Data Visualization and GIS Coordinator
Saira Butt graduated from Duke in 2014 with a degree in Psychology, Global Health, and Environmental Science and Policy. She is particularly interested in environmental health and the way mapping technologies can facilitate innovation in aid delivery. Through the Duke Study Abroad program, she studied cultural anthropology in Accra, Ghana, and spent the following summer conducting a global health research project in western rural Kenya. After taking courses in GIS and studying humanitarian mapping at the Franklin Humanities Institute, she traveled to Colombia to contribute to this project. She now works in international development with the Millennium Challenge Corporation.
Data Visualization and GIS Co-Designer
Ishan Thakore is a senior at Duke University studying Public Policy. He is interested in journalism as well as the intersection between technology and healthcare to provide solutions for low-resource settings. These interests have taken him around the world. He spent the summer of 2012 in India researching e-learning solutions for the Self Employed Women’s Association (SEWA) in Ahmedabad. Last summer he was in Muhuru Bay, Kenya and researched technology access of community leaders. In the fall of 2013, he traveled to Morocco for a journalism study-abroad program. During the summer of 2014, he completed a short stint in Eldoret, Kenya for research for his senior thesis on the potential role of mobile phones to provide mental health services in rural areas. He spent the second half of the summer in DC, interning for the United States Agency for International Development. Ishan grew up in East Brunswick, NJ, and loves to run, write, read, watch movies and play tennis.
Kaysi Holman is the Program Coordinator for the PhD Lab in Digital Knowledge in the John Hope Franklin Humanities Institute and HASTAC at Duke University. In 2014, she produced the “History and Future of (Mostly) Higher Education” MOOC taught by former PhD Lab Co-Director, Cathy N. Davidson. Producing the MOOC included do-it-yourself filming and editing, building the course platform, quizzes and forums on Coursera, managing intellectual property permissions, creating wikis, and more. As this experience indicates, Kaysi enjoys learning new things–technologies, theoretical approaches, tools and methodologies. She holds a J.D. from Arizona State University School of Law and a B.S. in Cognitive Studies from Vanderbilt University.

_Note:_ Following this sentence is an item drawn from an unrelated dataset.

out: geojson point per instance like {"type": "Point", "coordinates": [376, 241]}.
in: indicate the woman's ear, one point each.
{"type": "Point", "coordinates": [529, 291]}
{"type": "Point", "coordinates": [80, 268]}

Translator, Editor, and Advisor
Diana Marcela Gómez Correal earned her PhD in Anthropology at University of North Carolina-Chapel Hill. She completed both a BA in anthropology and an MA in History at the National University in Bogotá. Her MA thesis was a reconstruction of the second-wave feminist movement in Colombia (1970s and 1980s). A book based on her MA thesis was published in Bogotá (Spring 2011). Diana’s doctoral research focuses on the politicization of family, organizational and communal ties of caring and belonging in Colombia in contexts of pervasive violence. She is particularly interested in the role of emotions in collective action and issues of subjectivity, identity, memory, gender, and power in the social mobilization of victims of state and right wing violence. Since 2002, she has been part of different expressions of the women’s movement and the human rights, victims and peace movements in Colombia.